Chemoradiation induces epithelial-to-mesenchymal transition in esophageal adenocarcinoma

Abstract

Multimodality treatment has advanced the outcome of esophageal adenocarcinoma (EAC), but overall survival remains poor. Therapeutic pressure activates effective resistance mechanisms and we characterized these mechanisms in response to the currently used neoadjuvant treatment against EAC: carboplatin, paclitaxel and radiotherapy. We developed an in vitro approximation of this regimen and applied it to primary patient-derived cultures. We observed a heterogeneous epithelial-to-mesenchymal (EMT) response to the high therapeutic pressure exerted by chemoradiation. We found EMT to be initiated by the autocrine production and response to transforming growth factor beta (TGF-β) of EAC cells.
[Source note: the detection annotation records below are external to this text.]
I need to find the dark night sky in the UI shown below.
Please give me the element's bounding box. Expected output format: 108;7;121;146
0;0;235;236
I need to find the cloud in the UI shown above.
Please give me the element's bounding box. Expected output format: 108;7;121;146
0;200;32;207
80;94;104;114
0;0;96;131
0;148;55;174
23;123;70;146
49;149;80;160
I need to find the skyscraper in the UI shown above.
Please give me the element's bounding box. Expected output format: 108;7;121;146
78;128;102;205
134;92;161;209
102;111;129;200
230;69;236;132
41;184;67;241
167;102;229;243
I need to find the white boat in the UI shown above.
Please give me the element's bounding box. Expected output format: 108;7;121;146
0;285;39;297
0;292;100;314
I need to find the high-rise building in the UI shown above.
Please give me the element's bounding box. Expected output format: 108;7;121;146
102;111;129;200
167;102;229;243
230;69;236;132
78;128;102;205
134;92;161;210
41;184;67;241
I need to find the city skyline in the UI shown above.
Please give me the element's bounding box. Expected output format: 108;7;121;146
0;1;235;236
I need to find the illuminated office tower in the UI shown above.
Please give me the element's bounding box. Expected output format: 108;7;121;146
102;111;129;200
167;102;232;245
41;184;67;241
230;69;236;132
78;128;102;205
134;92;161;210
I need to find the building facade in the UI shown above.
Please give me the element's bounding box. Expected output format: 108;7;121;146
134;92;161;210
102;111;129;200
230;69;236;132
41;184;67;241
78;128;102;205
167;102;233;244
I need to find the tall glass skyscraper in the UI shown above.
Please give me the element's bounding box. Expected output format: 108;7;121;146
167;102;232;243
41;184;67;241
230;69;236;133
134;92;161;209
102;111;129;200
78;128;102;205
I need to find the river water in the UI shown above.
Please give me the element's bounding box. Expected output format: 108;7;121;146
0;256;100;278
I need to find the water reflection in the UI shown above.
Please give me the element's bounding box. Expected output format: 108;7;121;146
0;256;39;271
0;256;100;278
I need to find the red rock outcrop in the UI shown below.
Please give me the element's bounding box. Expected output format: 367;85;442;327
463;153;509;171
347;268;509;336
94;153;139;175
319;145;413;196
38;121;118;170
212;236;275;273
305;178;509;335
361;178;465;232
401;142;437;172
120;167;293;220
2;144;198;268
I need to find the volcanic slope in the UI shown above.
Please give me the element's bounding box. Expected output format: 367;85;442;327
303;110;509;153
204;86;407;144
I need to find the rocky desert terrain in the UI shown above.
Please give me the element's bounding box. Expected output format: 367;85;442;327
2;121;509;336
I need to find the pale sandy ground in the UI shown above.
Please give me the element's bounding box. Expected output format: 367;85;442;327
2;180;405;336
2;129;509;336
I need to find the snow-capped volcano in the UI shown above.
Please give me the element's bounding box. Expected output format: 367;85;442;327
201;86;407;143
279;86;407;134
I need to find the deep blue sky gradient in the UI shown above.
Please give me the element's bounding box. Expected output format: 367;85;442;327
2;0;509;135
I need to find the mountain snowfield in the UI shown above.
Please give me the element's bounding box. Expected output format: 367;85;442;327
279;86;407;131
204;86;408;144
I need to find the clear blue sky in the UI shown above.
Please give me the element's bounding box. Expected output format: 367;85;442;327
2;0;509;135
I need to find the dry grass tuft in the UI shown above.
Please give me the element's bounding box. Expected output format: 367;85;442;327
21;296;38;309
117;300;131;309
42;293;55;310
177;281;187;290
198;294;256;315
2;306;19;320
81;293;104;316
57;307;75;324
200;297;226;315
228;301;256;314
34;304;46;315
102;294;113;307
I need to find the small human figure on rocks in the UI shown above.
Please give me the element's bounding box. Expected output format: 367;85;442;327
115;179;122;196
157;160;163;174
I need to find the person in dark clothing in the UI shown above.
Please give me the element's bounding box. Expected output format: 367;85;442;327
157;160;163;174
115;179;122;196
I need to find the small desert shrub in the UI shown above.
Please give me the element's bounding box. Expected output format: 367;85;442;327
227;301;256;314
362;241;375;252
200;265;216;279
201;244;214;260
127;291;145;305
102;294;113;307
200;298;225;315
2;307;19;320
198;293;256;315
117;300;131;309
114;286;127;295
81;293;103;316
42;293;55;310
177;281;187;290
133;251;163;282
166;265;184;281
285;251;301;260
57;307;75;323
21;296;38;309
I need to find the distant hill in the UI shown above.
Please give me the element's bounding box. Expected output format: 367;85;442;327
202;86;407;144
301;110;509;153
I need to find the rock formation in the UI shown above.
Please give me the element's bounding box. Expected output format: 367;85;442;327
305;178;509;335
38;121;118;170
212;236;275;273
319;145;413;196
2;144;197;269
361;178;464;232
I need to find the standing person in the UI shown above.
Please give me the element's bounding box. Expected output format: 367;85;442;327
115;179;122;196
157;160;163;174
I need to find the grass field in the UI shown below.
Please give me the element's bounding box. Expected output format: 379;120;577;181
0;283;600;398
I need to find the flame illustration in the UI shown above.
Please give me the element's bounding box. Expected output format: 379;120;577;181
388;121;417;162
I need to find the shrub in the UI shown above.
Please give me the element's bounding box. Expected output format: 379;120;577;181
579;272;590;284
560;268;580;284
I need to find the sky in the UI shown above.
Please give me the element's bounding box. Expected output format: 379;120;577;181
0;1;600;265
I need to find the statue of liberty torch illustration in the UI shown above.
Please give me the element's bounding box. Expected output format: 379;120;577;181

Inhibition of TGF-β ligands effectively abolished chemoradiation-induced EMT. Assessment of TGF-β serum levels in EAC patients revealed that high levels after neoadjuvant treatment predicted the presence of fluorodeoxyglucose uptake in lymph nodes on the post-chemoradiation positron emission tomography-scan. Our study shows that chemoradiation contributes to resistant metastatic disease in EAC patients by inducing EMT via autocrine TGF-β production. Monitoring TGF-β serum levels during treatment could identify those patients at risk of developing metastatic disease, and who would likely benefit from TGF-β targeting therapy.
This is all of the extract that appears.